I’m not going to quote what has been laid out in the contracts, but I am going to link to them. You can read about them HERE, HERE, and HERE. These particular contracts from these Random House lines (ie HYDRA, ALIBI, etc.) are equivalent to what the record companies did to many of the old rock and blues artists from the forties and fifties. They took the rights to all their songs and left the artists (and their families/kids) penniless.
Now it’s easy to think, ‘Oh they were just stupid artists/musicians’. To a certain degree that’s true, but most people back in the day couldn’t afford attorney fees. Heck, these days most people can’t afford the cost of an attorney. Six years ago, you could’ve read a publishing contract and caught ‘most’ of the bad clauses without needing a law degree. I say most because there were always a few bad clauses that were worded oddly and snuck through. These days you need to be a VERY GOOD intellectual property attorney to see all the ‘hidden’ clauses in a publishing contract.

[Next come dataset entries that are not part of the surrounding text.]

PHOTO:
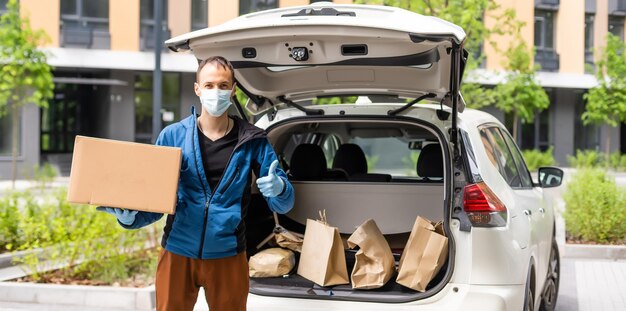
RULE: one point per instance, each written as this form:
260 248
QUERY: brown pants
178 279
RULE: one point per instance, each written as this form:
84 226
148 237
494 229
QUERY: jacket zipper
217 186
206 198
206 208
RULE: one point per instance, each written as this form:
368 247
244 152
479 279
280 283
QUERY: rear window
389 156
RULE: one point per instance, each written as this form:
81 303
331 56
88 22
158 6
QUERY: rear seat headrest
350 158
308 162
430 162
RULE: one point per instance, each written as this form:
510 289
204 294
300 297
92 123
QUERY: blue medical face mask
215 101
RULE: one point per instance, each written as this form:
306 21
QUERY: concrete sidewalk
586 285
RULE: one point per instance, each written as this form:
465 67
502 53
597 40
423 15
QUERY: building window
535 135
85 24
199 14
586 137
544 40
589 64
249 6
6 135
148 25
170 109
59 124
616 26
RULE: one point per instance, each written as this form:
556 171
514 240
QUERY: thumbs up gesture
271 185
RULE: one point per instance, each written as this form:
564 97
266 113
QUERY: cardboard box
123 174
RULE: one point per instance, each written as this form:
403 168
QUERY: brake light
483 207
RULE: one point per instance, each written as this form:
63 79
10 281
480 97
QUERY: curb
582 251
79 295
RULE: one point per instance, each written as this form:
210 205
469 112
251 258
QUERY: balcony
547 4
620 7
547 59
589 62
85 35
147 37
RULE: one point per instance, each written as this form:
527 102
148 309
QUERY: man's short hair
217 61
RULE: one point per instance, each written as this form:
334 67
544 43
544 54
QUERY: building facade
103 57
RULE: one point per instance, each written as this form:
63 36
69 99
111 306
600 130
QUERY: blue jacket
209 222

And I say ‘very good’ because an average intellectual property attorney or an attorney who practices another type of law WILL miss some of these clauses. They are that convoluted and that dangerous to any writer’s future
That does not mean that ALL Random House lines are following suit. They are not. There are still good lines to write for within Random House and several of the other publishers. I’m not picking on Random House. This is simply a warning.

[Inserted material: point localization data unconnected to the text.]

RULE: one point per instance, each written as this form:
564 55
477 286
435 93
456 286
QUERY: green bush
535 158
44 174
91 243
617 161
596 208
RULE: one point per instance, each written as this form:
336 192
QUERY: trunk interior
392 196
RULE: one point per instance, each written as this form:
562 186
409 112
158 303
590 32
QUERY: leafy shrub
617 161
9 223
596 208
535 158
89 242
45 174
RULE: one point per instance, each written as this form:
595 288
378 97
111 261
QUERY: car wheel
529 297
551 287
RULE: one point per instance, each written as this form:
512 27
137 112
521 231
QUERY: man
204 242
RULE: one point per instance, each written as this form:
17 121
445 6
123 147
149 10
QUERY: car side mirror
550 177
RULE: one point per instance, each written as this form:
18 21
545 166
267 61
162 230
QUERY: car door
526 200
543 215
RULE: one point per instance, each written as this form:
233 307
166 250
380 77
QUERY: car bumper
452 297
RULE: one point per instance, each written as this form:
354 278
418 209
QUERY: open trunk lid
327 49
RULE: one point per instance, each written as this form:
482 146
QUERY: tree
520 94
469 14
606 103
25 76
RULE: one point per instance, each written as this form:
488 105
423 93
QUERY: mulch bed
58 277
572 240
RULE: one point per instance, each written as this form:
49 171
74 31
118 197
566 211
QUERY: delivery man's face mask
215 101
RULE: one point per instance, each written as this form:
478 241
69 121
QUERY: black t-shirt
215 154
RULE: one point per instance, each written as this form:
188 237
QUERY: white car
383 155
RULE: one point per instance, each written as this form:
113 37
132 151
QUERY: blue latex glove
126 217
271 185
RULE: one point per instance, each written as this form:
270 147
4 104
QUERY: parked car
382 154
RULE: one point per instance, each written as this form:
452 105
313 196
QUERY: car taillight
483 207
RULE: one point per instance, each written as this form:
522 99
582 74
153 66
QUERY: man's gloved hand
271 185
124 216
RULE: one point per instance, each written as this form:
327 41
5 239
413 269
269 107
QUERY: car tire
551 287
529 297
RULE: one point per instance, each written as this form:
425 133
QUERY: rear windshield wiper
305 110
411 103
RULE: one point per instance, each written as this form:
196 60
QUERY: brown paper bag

The saddest part about these contracts is that they play on people’s dreams. This is particularly true for NEW AUTHORS, who don’t have firsthand experience in the industry. It was the same way in the forties and fifties with the music industry. When you’re trying to be heard and someone offers you a chance to be, it’s hard to turn and walk away, but sometimes that is the very best thing you can do for yourself and for your family. Unlike in the forties and fifties, there are many other ways you can be ‘heard’ these days. Keep that in mind, so you don’t become another sad statistic.